I received a database "backup" of binary files (.frm and .ibd) that were copied from a MySQL 5.5 install. Unfortunately, I was unable to get these files to import into a MySQL 5.5 vm that I created. It seems that MySQL 5.6 is much happier about accepting .ibd files without a corresponding .cfg file, as it will just assume the layout of the binary files matches the existing schema. Which would be fine except datetimes are stored differently between the two versions:


I went ahead and altered a table with a datetime column in the middle of it to use datetime(6). This will force the 8-byte datetime from the binary to fit nicely within the datetime(6) column, without overflowing into the columns to the right.

So, one problem solved: the datetime columns no longer corrupt all columns after them. Hooray!

Next problem: now, the datetimes are incorrect. I know this date should be within the last 10 years, but I am unsure how to correct it: 0000-00-09 04:59:58.8100193

I assume there is a math solution for this, where I can take the data from the column and convert it in place. Something like execution_datetime = execution_datetime * math and come out with the correct datetime.

Has anyone tried anything like this before? Is there a standard code snippet for this?

Any help would be much appreciated!

  • 1
    Your assumption: "there is a math solution for this" seems wrong, based on the description of the old and new formats.
    – mustaccio
    Jan 21, 2019 at 20:37
  • This should basically work: day(execution_ts) * POWER(2,41) + hour(execution_ts) * POWER(2,36) + minute(execution_ts) * POWER(2,30) + second(execution_ts) * POWER(2,24) + DATE_FORMAT(execution_ts,'%f') ... except it doesn't :(
    – Phillip
    Jan 21, 2019 at 21:31
  • So, it works for some values. 0000-00-09 04:59:58.8100193 becomes 20130419153249, which means 2013-04-19 15:31:49 and is a valid datetime within a reasonable timeframe
    – Phillip
    Jan 21, 2019 at 21:39

1 Answer 1


For posterity:

              day(execution_datetime) * POWER(2,41)
            + hour(execution_datetime) * POWER(2,36)
            + minute(execution_datetime) * POWER(2,30)
            + second(execution_datetime) * POWER(2,24)
            + (CASE WHEN DATE_FORMAT(execution_datetime,'%f') >= 8388608 THEN 1 ELSE 0 END) * POWER(2,24) /*extra second*/
            + DATE_FORMAT(execution_datetime,'%f') as string_formatted_date
        FROM execution_history
    ) a

It appears that there is some math error in the original import that misses a second when the 23 bit is 1.

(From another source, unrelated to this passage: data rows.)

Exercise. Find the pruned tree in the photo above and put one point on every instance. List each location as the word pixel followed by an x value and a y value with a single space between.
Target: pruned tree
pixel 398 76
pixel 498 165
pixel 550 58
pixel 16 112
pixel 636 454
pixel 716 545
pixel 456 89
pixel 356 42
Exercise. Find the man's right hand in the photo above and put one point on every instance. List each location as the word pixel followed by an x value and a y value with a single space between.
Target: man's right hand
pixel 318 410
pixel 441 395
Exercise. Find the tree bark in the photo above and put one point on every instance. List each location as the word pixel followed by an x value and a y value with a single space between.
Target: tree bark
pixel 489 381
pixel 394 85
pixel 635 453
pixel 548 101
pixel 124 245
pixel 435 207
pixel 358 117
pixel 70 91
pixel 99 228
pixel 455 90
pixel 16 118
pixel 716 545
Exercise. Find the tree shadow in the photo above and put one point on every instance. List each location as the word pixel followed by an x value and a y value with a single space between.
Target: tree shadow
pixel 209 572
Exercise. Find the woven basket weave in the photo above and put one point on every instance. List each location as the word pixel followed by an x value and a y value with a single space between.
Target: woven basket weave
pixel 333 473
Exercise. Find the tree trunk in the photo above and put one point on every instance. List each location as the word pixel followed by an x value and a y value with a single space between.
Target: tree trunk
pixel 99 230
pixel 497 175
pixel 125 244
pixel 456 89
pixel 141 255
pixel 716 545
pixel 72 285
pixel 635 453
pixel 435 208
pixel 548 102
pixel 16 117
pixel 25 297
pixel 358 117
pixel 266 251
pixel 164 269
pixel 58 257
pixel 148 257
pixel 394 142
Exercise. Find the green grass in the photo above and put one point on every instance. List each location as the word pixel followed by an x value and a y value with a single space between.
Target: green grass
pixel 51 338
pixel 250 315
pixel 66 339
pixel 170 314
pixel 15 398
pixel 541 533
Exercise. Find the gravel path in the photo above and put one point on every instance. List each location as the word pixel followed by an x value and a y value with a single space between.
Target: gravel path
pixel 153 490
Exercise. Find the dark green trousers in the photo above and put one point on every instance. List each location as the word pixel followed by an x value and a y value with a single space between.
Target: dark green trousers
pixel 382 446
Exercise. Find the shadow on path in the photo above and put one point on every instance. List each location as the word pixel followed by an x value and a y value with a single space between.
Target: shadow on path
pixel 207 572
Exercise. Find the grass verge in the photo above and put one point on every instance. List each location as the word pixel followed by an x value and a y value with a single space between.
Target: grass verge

Answer was arrived at by using the MySQL doc provided above to reverse engineer the bits and put them back in the old-style datetime format. From there, STR_TO_DATE nicely parses the decimal representation into a datetime. Extra second error was found through trial and error, while obsessively staring at the data and cursing. I would not recommend this approach.